« Si les étudiants de 1956 ont pris les armes, la jeunesse d’aujourd’hui mobilise une autre forme d’arsenal :
ses compétences scientifiques et technologiques. »
En écho au sacrifice des étudiants grévistes du 19 mai 1956, la jeunesse algérienne est aujourd’hui mobilisée sur un nouveau front : celui de la cybersécurité. À travers une compétition nationale, les talents du numérique s’engagent pour défendre la souveraineté du pays, troquant les armes d’hier contre les claviers d’aujourd’hui.

Un pont entre l’histoire et l’avenir. Pour commémorer un acte fondateur de l’engagement étudiant dans l’histoire du pays, l’Algérie se tourne aujourd’hui vers ses jeunes talents pour relever les défis du 21e siècle. « Un concours de cybersécurité », supervisé par le ministre de la Jeunesse, Mustapha Hidaoui, a été organisé pour marquer le 69e anniversaire de la grève historique des étudiants du 19 mai 1956.
Un héritage historique : Qu’est-ce que la grève du 19 mai 1956 ?
Le 19 mai 1956 ne représente pas une simple date dans le calendrier algérien. C’est le jour où des milliers d’étudiants et de lycéens algériens ont décidé, sur appel du FLN -Front de Libération Nationale-, de déserter les bancs des universités et des lycées pour rejoindre en masse le combat pour l’indépendance. Cet acte symbolique et puissant a démontré que la lutte pour la libération n’était pas seulement une affaire militaire, mais un élan national porté par toutes les franges de la société, y compris son élite intellectuelle. Soixante-neuf ans plus tard, l’esprit de sacrifice pour la patrie est célébré à travers un autre type d’engagement qui est la défense de l’espace numérique du pays.
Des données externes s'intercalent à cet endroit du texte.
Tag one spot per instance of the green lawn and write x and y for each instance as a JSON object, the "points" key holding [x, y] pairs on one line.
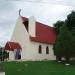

Le nouveau champ de bataille : la cybersécurité
Aujourd’hui, la souveraineté d’une nation se défend aussi en ligne. Mais qu’est-ce que la cybersécurité ? La cybersécurité désigne l’ensemble des techniques, technologies et pratiques conçues pour protéger les ordinateurs, les réseaux, les logiciels et les données contre les attaques, les dommages ou les accès non autorisés. Elle vise à garantir la confidentialité, l’intégrité et la disponibilité des informations.
Dans le cadre de ce concours de trois jours, l’objectif est double car il s’agit non seulement de trouver des solutions ultra-rapides (en moins de 24 heures) à des problèmes de sécurité complexes, mais aussi de découvrir de nouvelles méthodes pour identifier les failles de sécurité. Il faut tout de même savoir qu’une faille de sécurité (ou vulnérabilité) est une faiblesse dans un système informatique (un logiciel, un site web, un réseau) qu’un pirate pourrait exploiter pour s’introduire dans le système, voler des informations ou causer des pannes. La compétition met donc les participants au défi de penser comme des pirates pour mieux se défendre.
Une jeunesse passionnée et mobilisée
Le ministre de la Jeunesse, M. Mustapha Hidaoui, a salué avec enthousiasme l’implication des jeunes venus de toute l’Algérie, et même de la diaspora. Cette participation remarquable montre, selon lui, « la passion et les efforts des jeunes pour défendre la patrie contre tout risque lié à la cybersécurité ». Il a insisté sur le fait que si les étudiants de 1956 ont pris les armes, la jeunesse d’aujourd’hui mobilise une autre forme d’arsenal : ses compétences scientifiques et technologiques.
Cette compétition est une vitrine exceptionnelle pour « mettre en évidence les compétences de l’université algérienne et de ses étudiants brillants », a ajouté le ministre, soulignant la volonté du pays de s’appuyer sur ses propres talents pour construire sa souveraineté numérique.
Plus qu’un concours, une plateforme d’innovation
Pour une équipe de jeunes créateurs présents, cet événement est une occasion en or de renforcer la sécurité numérique nationale, de repérer les futurs experts du domaine et de stimuler l’innovation. Les participants ont exprimé leur reconnaissance pour cette opportunité unique de développer leurs compétences et de se mesurer aux meilleurs, dans un secteur crucial pour l’avenir.
L’événement ne s’arrête pas à la compétition. Il se poursuit avec des conférences animées par des experts et, moment fort, un dialogue interactif où les étudiants peuvent poser directement leurs questions à plusieurs membres du gouvernement. La présence des ministres de la Poste et des Télécommunications, de l’Économie de la Connaissance et des Start-up, ainsi que du secrétaire général du ministère de l’Enseignement Supérieur, témoigne d’une vision concertée qui permet de faire de la technologie et de la jeunesse les piliers du développement de l’Algérie de demain.